Q What's the latest on thrips control?

A Honestly, not much. Conserve (spinosad) is still the best product out there against thrips, and it is typically effective at very low rates. However, there are clear indications of resistance appearing in both agriculture and ornamental production, and I still hear of growers using it at higher than recommended rates when things get tough. That's not a good idea. Most of us working on thrips resistance issues think it is important to hold Conserve for the more important occasions, and you and your pest management advisers will have to decide when that may be. In some of our research here, we have observed that the new product from Valent, Overture (pyridalyl), has had some effect on Conserve-resistant thrips, so it makes sense to add this new product to your rotations. Our suggestion is to rotate your products carefully, using the softer more suppressive products during the early or off-season and use the more effective products like Conserve for the height of the season when you know you are going to need help controlling thrips. With the addition of Overture, there are now numerous classes of chemicals (see chemical class charts by Syngenta or OHP) to choose from that are labeled for thrips and added to rotations including older chemicals like organophosphates and pyrethroids, Avid, IGRs, and newer products like some of the neonicotinoids that are showing promise.

Q Spraying scales weekly still doesn't eliminate them. Suggestions?

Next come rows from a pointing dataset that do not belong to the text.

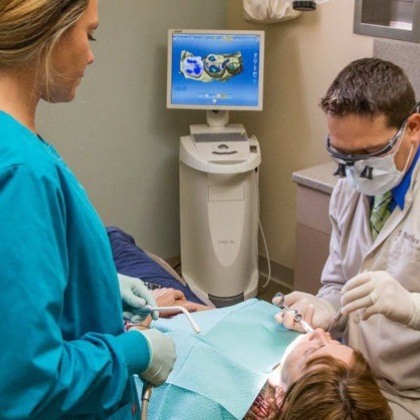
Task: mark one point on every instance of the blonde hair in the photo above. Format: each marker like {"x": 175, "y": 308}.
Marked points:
{"x": 331, "y": 390}
{"x": 29, "y": 30}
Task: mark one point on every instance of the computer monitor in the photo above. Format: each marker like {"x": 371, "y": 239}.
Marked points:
{"x": 215, "y": 69}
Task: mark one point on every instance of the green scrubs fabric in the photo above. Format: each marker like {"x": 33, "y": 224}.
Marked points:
{"x": 63, "y": 353}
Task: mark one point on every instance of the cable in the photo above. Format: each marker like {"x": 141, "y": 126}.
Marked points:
{"x": 145, "y": 398}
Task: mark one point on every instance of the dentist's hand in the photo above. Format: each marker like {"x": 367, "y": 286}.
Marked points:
{"x": 377, "y": 292}
{"x": 136, "y": 296}
{"x": 318, "y": 313}
{"x": 162, "y": 357}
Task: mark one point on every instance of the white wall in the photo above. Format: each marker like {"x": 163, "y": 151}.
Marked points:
{"x": 302, "y": 58}
{"x": 117, "y": 136}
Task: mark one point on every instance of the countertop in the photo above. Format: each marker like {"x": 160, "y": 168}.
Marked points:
{"x": 318, "y": 177}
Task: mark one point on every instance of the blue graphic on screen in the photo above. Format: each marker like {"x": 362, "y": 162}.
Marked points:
{"x": 215, "y": 70}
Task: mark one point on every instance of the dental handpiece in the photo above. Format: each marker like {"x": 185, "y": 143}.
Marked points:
{"x": 191, "y": 320}
{"x": 296, "y": 315}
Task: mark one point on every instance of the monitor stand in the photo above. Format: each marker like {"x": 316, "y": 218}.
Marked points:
{"x": 217, "y": 118}
{"x": 217, "y": 122}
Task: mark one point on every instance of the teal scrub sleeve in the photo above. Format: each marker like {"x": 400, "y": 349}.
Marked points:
{"x": 51, "y": 366}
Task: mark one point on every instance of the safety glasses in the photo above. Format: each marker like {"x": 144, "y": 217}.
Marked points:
{"x": 349, "y": 159}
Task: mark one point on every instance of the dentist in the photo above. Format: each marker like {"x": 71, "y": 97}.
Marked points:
{"x": 64, "y": 351}
{"x": 373, "y": 270}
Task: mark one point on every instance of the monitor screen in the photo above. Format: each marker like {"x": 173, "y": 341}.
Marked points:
{"x": 215, "y": 69}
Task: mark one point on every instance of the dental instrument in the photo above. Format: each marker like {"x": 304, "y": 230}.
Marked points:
{"x": 335, "y": 320}
{"x": 296, "y": 315}
{"x": 194, "y": 325}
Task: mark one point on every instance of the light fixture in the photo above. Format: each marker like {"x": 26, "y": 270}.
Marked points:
{"x": 304, "y": 6}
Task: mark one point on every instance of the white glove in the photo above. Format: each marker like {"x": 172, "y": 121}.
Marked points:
{"x": 162, "y": 357}
{"x": 318, "y": 313}
{"x": 136, "y": 296}
{"x": 377, "y": 292}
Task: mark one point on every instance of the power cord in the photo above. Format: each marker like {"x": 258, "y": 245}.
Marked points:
{"x": 257, "y": 179}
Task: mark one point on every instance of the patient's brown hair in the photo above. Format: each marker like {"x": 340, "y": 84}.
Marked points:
{"x": 331, "y": 390}
{"x": 328, "y": 390}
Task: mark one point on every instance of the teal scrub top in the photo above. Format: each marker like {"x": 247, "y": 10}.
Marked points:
{"x": 64, "y": 351}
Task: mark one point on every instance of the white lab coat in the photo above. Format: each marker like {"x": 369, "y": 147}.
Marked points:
{"x": 392, "y": 349}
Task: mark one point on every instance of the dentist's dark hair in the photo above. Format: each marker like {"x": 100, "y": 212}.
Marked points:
{"x": 371, "y": 87}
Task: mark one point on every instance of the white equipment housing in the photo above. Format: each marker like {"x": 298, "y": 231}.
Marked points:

A I was visiting a grower recently that showed me a scale insect problem on a euphorbia. They were relatively large white scale insects on dark-green foliage, so they were very noticeable, and I know that it's pretty tough to sell plants that look like that. He was treating them quite often and assumed that they were spreading, and from all outward appearances, they were. He plucked a few off of the plant to show me that they were still yellow underneath the hard scale cover, which he assumed were alive. Good point. Unfortunately, that's still an assumption because there were many that were not yellow but black underneath and certainly killed. I took a large sample back and put it under the microscope, and every scale that I turned over was dead regardless of color or size. Without magnification, however, he assumed that he needed to keep spraying or do more. It is critical, when the goal is to reduce pesticide use and use pesticides judiciously, to be sure that the pesticide is necessary.

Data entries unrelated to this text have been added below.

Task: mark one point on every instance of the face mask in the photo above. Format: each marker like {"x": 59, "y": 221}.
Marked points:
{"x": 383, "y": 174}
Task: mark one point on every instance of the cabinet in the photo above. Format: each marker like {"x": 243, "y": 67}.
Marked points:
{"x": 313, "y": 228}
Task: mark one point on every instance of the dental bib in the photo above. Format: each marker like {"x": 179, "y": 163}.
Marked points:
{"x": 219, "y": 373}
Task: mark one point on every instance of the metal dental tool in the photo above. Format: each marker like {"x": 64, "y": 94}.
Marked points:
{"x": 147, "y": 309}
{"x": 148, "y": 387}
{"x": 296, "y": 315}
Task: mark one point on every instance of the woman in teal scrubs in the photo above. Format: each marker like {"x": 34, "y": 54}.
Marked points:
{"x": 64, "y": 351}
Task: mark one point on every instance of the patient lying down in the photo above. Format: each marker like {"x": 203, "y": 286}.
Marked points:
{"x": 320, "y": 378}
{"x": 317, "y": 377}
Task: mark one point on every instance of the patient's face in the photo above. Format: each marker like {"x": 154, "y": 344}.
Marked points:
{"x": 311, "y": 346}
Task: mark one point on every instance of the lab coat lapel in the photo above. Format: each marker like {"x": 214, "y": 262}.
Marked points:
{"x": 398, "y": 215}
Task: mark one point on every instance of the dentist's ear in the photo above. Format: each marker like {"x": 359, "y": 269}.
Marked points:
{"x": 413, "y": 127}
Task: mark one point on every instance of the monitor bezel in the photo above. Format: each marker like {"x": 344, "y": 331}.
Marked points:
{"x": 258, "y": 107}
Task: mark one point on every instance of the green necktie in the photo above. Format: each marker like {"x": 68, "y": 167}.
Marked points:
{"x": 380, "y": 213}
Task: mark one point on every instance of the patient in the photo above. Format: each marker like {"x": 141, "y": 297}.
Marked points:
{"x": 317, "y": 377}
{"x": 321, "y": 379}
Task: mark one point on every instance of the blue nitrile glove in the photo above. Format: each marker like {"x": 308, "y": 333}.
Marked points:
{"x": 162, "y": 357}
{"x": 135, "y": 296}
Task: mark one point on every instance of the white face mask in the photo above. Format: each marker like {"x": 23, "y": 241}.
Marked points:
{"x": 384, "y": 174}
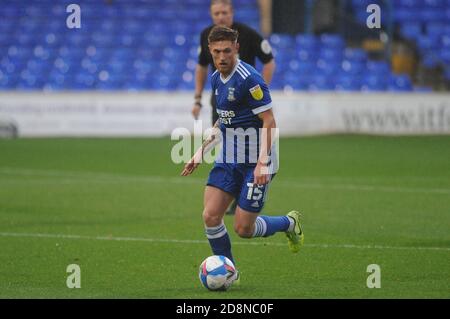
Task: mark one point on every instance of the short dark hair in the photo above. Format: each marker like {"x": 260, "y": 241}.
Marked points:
{"x": 225, "y": 2}
{"x": 222, "y": 34}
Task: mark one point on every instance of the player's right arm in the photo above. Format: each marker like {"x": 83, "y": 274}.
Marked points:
{"x": 212, "y": 140}
{"x": 201, "y": 72}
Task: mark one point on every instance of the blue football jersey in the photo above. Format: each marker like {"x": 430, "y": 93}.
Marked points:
{"x": 240, "y": 98}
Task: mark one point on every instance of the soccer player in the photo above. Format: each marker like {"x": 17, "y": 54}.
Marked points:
{"x": 252, "y": 46}
{"x": 244, "y": 167}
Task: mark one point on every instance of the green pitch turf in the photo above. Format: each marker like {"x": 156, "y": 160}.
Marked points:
{"x": 119, "y": 210}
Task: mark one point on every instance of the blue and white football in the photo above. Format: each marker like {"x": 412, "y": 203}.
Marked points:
{"x": 217, "y": 273}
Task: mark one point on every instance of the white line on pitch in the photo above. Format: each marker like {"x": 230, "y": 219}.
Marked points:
{"x": 105, "y": 177}
{"x": 189, "y": 241}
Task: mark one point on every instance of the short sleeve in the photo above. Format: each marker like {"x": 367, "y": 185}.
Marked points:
{"x": 259, "y": 98}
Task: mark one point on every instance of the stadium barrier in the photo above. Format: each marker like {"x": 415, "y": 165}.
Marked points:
{"x": 158, "y": 114}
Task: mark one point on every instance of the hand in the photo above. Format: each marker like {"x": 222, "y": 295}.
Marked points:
{"x": 193, "y": 163}
{"x": 189, "y": 168}
{"x": 260, "y": 175}
{"x": 196, "y": 110}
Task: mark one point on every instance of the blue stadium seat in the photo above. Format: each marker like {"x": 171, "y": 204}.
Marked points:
{"x": 400, "y": 83}
{"x": 373, "y": 82}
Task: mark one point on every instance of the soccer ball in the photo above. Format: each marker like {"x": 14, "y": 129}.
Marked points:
{"x": 217, "y": 273}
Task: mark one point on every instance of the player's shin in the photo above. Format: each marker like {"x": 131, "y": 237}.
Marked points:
{"x": 266, "y": 226}
{"x": 219, "y": 240}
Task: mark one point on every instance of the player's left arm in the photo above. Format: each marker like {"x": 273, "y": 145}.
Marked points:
{"x": 261, "y": 173}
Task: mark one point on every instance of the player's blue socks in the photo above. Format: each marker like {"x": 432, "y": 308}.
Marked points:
{"x": 266, "y": 226}
{"x": 219, "y": 241}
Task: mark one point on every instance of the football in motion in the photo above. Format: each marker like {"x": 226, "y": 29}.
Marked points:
{"x": 217, "y": 273}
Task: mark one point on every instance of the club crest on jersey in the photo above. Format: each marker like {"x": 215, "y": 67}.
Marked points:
{"x": 231, "y": 97}
{"x": 257, "y": 92}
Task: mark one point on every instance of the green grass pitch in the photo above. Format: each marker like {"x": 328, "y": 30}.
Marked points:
{"x": 119, "y": 210}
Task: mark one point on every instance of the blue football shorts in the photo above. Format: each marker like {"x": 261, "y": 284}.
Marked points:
{"x": 237, "y": 179}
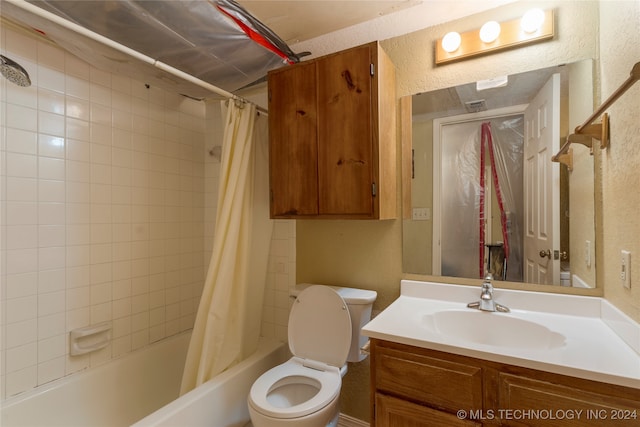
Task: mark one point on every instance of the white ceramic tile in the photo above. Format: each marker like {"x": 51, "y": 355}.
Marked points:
{"x": 22, "y": 333}
{"x": 21, "y": 309}
{"x": 78, "y": 318}
{"x": 100, "y": 253}
{"x": 101, "y": 312}
{"x": 51, "y": 303}
{"x": 51, "y": 348}
{"x": 78, "y": 151}
{"x": 22, "y": 141}
{"x": 22, "y": 236}
{"x": 50, "y": 190}
{"x": 122, "y": 119}
{"x": 121, "y": 270}
{"x": 78, "y": 256}
{"x": 78, "y": 234}
{"x": 51, "y": 124}
{"x": 78, "y": 297}
{"x": 121, "y": 327}
{"x": 101, "y": 273}
{"x": 19, "y": 117}
{"x": 50, "y": 370}
{"x": 78, "y": 108}
{"x": 51, "y": 325}
{"x": 101, "y": 194}
{"x": 51, "y": 101}
{"x": 78, "y": 129}
{"x": 100, "y": 95}
{"x": 22, "y": 261}
{"x": 21, "y": 285}
{"x": 51, "y": 280}
{"x": 100, "y": 173}
{"x": 22, "y": 380}
{"x": 51, "y": 213}
{"x": 51, "y": 168}
{"x": 51, "y": 145}
{"x": 22, "y": 165}
{"x": 122, "y": 289}
{"x": 51, "y": 79}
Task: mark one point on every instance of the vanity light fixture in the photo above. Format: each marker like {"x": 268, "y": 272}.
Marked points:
{"x": 532, "y": 21}
{"x": 536, "y": 26}
{"x": 451, "y": 42}
{"x": 490, "y": 31}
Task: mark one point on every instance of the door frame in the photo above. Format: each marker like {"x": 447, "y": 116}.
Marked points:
{"x": 438, "y": 124}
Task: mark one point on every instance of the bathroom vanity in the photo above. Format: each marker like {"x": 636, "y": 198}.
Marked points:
{"x": 558, "y": 361}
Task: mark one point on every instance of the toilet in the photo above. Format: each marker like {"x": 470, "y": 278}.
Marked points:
{"x": 324, "y": 333}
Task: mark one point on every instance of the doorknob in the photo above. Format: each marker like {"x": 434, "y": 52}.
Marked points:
{"x": 545, "y": 254}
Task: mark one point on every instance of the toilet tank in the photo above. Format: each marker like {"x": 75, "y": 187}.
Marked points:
{"x": 359, "y": 302}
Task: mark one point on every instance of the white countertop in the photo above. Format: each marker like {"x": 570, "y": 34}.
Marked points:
{"x": 601, "y": 343}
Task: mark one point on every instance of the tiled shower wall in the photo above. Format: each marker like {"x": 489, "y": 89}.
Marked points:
{"x": 107, "y": 199}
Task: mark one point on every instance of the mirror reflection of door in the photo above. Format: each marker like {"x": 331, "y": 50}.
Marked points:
{"x": 541, "y": 188}
{"x": 458, "y": 249}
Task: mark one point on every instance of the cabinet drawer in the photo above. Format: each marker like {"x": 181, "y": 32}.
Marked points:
{"x": 528, "y": 402}
{"x": 394, "y": 412}
{"x": 439, "y": 383}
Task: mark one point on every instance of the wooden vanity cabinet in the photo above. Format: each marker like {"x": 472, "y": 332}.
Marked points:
{"x": 332, "y": 137}
{"x": 412, "y": 386}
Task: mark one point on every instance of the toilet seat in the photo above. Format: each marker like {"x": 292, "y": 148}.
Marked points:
{"x": 328, "y": 384}
{"x": 319, "y": 339}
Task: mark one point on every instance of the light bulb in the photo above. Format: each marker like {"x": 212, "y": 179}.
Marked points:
{"x": 490, "y": 32}
{"x": 451, "y": 42}
{"x": 532, "y": 20}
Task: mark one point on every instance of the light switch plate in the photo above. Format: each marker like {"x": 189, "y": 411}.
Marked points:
{"x": 625, "y": 269}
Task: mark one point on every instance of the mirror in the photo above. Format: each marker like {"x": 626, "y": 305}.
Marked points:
{"x": 537, "y": 223}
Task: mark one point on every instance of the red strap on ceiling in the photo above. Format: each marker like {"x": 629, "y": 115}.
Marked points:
{"x": 486, "y": 142}
{"x": 255, "y": 36}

Scale insects, especially hard scales, are one of those types of pests that will not just disappear when they are killed. The dead bodies or scale coverings will remain on the stems and foliage unless you wash them off, and sometimes just washing with water will not be enough to remove them.

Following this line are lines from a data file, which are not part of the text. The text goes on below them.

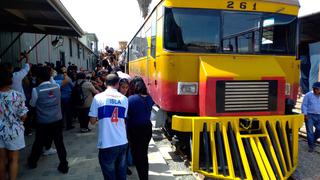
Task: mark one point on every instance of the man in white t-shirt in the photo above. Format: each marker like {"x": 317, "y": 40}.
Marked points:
{"x": 109, "y": 108}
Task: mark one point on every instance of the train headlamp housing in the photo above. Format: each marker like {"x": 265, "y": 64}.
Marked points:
{"x": 187, "y": 88}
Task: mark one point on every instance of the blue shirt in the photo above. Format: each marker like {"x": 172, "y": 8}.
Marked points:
{"x": 139, "y": 111}
{"x": 66, "y": 90}
{"x": 310, "y": 104}
{"x": 110, "y": 107}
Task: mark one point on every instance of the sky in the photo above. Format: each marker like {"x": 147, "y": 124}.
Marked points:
{"x": 119, "y": 20}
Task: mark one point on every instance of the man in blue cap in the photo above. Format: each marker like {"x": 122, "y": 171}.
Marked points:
{"x": 311, "y": 109}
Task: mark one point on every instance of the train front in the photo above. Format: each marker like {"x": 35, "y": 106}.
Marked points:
{"x": 234, "y": 66}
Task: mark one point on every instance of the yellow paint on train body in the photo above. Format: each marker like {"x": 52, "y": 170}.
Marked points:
{"x": 273, "y": 148}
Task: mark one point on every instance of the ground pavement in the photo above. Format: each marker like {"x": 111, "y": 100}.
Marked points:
{"x": 83, "y": 161}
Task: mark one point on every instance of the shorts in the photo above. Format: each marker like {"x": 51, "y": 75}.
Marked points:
{"x": 13, "y": 145}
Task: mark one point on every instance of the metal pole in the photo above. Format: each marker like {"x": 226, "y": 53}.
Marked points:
{"x": 10, "y": 45}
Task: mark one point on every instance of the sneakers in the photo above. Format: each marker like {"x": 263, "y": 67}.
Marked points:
{"x": 85, "y": 130}
{"x": 49, "y": 152}
{"x": 63, "y": 168}
{"x": 69, "y": 128}
{"x": 129, "y": 172}
{"x": 310, "y": 150}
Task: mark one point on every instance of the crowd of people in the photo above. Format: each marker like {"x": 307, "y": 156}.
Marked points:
{"x": 48, "y": 100}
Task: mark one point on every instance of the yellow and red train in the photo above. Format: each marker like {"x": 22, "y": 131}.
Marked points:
{"x": 232, "y": 65}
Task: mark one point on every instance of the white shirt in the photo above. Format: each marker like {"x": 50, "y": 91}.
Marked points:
{"x": 111, "y": 108}
{"x": 18, "y": 77}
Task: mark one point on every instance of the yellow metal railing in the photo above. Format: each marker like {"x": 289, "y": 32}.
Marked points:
{"x": 260, "y": 147}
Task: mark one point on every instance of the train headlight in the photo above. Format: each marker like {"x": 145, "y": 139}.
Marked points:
{"x": 288, "y": 89}
{"x": 187, "y": 88}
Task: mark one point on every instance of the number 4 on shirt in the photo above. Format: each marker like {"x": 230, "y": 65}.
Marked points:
{"x": 114, "y": 117}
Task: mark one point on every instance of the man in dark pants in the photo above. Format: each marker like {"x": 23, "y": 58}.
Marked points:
{"x": 139, "y": 127}
{"x": 46, "y": 98}
{"x": 110, "y": 108}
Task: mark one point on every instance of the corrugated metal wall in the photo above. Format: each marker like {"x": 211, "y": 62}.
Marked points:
{"x": 45, "y": 52}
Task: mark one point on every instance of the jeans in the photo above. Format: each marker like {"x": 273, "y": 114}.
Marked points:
{"x": 113, "y": 162}
{"x": 66, "y": 109}
{"x": 46, "y": 133}
{"x": 139, "y": 138}
{"x": 313, "y": 120}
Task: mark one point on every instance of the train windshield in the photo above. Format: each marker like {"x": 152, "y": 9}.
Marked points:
{"x": 213, "y": 31}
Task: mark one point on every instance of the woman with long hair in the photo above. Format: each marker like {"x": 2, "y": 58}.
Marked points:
{"x": 12, "y": 114}
{"x": 139, "y": 127}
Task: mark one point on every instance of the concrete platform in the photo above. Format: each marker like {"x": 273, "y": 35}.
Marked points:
{"x": 83, "y": 161}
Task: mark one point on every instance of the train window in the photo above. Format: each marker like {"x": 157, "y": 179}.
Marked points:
{"x": 279, "y": 34}
{"x": 204, "y": 31}
{"x": 192, "y": 30}
{"x": 242, "y": 30}
{"x": 153, "y": 35}
{"x": 258, "y": 33}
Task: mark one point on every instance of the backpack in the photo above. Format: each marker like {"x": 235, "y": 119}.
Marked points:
{"x": 77, "y": 96}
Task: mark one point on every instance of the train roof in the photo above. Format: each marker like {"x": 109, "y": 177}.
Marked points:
{"x": 289, "y": 2}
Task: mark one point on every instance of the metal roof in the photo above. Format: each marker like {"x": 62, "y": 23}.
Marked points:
{"x": 289, "y": 2}
{"x": 37, "y": 16}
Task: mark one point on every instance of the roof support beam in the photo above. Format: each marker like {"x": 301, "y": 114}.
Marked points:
{"x": 29, "y": 5}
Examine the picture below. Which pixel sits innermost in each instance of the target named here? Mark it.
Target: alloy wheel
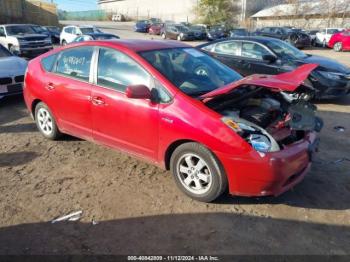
(194, 174)
(45, 121)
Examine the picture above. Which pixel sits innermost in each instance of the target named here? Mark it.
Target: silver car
(12, 70)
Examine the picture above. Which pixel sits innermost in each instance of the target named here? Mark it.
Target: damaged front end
(269, 112)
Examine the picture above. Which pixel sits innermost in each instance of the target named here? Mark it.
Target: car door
(252, 55)
(70, 91)
(118, 121)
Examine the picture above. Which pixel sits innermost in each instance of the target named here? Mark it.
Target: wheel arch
(171, 148)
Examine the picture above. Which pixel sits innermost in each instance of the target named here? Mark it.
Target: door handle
(50, 86)
(98, 101)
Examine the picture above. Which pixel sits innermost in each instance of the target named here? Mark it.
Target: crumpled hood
(289, 81)
(12, 66)
(326, 64)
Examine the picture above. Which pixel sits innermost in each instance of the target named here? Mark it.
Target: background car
(293, 36)
(51, 31)
(155, 29)
(21, 39)
(70, 33)
(324, 35)
(12, 69)
(177, 32)
(95, 36)
(239, 32)
(142, 26)
(199, 31)
(312, 33)
(199, 118)
(216, 32)
(262, 55)
(340, 41)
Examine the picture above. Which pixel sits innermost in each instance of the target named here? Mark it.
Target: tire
(45, 122)
(202, 177)
(338, 47)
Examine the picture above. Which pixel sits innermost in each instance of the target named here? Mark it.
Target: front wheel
(338, 47)
(45, 122)
(197, 172)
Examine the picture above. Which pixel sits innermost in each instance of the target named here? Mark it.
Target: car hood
(325, 64)
(12, 66)
(289, 81)
(31, 36)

I recommended to one of my woody ornamental growers to go out and purchase an inexpensive dissecting microscope so that they could make good treatment decisions. The grower thought that he had a mealybug problem, but when I took the samples back to the lab and looked under the scope, I found more than two species of mites, two species of whitefly and mealybugs among other things. I took one of our stereoscopes to his facility to show them what they were missing, and they promptly purchased a dissecting scope. It is well worth the investment for those that want to make good treatment decisions.

Jim Bethke

Jim Bethke is floriculture and nursery farm adviser with the University of California Cooperative Extension in San Diego County.